His first aim in life was to be a school teacher, but his interest in the gospel of impartial grace grew upon him, and the desire to be a preacher became the settled purpose of his soul, and was carried out through uncommon difficulties and trials. During the long years of his sickness and pain and poverty he bore himself with becoming submission to God's will and with gratitude to the friends who sent him aid and comfort. He was married in 1832 to Miss Mary Ann McKechnie, of Athens, Me., who survives him. They have had several children, all of whom died in infancy. Just before his departure he said to his friends: "I still maintain the same faith which I have so long preached to the world. I see all embraced in the arms of divine love, and believe when the earthly house of this tabernacle is dissolved we shall then enter into a house not made with hands, where we shall meet a ransomed world and praise God throughout a progressive eternity."

Rev. Frederick Stanley Bacon, the son of Horace and Delia (Johnson) Bacon, was born in Middletown, Conn., May 1st, 1831, and died very suddenly of apoplexy in Belfast, Me., Oct. 14, 1873. Mr. Bacon was educated at the High School in Middletown. Some years afterwards he turned his attention to the ministry, entered St. Lawrence University in 1862, and was graduated in 1865. He was ordained at Nunda, N. Y., July 22, 1868, at which time he received the rite of baptism by the hand of Rev. J. H. Hartzell, D.D. Mr. Bacon has had regular settlements at Titusville, Pa., Nunda, N. Y., and Belfast, Me. He supplied the pulpit for a few months, we believe, at Attica, N. Y., before going to Belfast. Mr. Bacon's funeral took place, on the Sunday following his death, at the church in Middletown, Rev. Dr. Hartzell delivering the discourse. The church was crowded by those who knew and loved him, and his funeral, attended by the Masonic fraternity, was one of the largest ever witnessed in that city. There were also appropriate services at Belfast, conducted by Rev. A. H. Sweetser of Rockland.
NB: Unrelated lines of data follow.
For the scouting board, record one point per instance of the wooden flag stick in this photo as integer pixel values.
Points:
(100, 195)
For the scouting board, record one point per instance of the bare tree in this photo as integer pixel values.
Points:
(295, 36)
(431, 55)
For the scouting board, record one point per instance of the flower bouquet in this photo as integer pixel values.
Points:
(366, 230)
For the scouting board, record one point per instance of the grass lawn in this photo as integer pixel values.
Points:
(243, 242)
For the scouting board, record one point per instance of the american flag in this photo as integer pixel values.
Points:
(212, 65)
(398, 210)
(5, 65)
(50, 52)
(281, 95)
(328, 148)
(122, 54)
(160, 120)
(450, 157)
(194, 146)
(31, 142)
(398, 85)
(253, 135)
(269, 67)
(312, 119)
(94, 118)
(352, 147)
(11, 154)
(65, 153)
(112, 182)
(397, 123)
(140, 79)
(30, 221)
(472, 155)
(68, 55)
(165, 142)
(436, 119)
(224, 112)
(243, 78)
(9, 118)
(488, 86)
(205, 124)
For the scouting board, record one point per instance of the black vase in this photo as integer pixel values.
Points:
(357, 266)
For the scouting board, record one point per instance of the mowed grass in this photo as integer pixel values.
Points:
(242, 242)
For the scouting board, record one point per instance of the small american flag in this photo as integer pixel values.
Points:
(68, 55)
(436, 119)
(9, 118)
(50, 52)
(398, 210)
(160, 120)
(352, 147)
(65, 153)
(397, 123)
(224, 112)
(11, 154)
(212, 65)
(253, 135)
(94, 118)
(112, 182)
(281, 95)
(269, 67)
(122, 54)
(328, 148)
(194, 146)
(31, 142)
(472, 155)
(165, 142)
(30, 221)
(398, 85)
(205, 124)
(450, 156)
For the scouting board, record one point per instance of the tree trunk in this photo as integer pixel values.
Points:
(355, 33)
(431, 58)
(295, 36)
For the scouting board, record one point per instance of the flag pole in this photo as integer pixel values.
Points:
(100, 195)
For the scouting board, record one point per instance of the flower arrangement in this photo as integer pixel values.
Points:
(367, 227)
Mr. Bacon was a man of culture and character; he was a good preacher and a fine elocutionist. He was a lover of aesthetics, and admired beauty in forms of religion as in forms of nature. He was earnest and faithful in his ministry. By his spirit and bearing he conquered prejudice and gained respect. He was always a gentleman. He had a warm heart and made a host of friends wherever he labored. In Middletown, where he was reared and educated, he was universally respected. He was never married. His father died in 1860, his aged mother still lives in Middletown.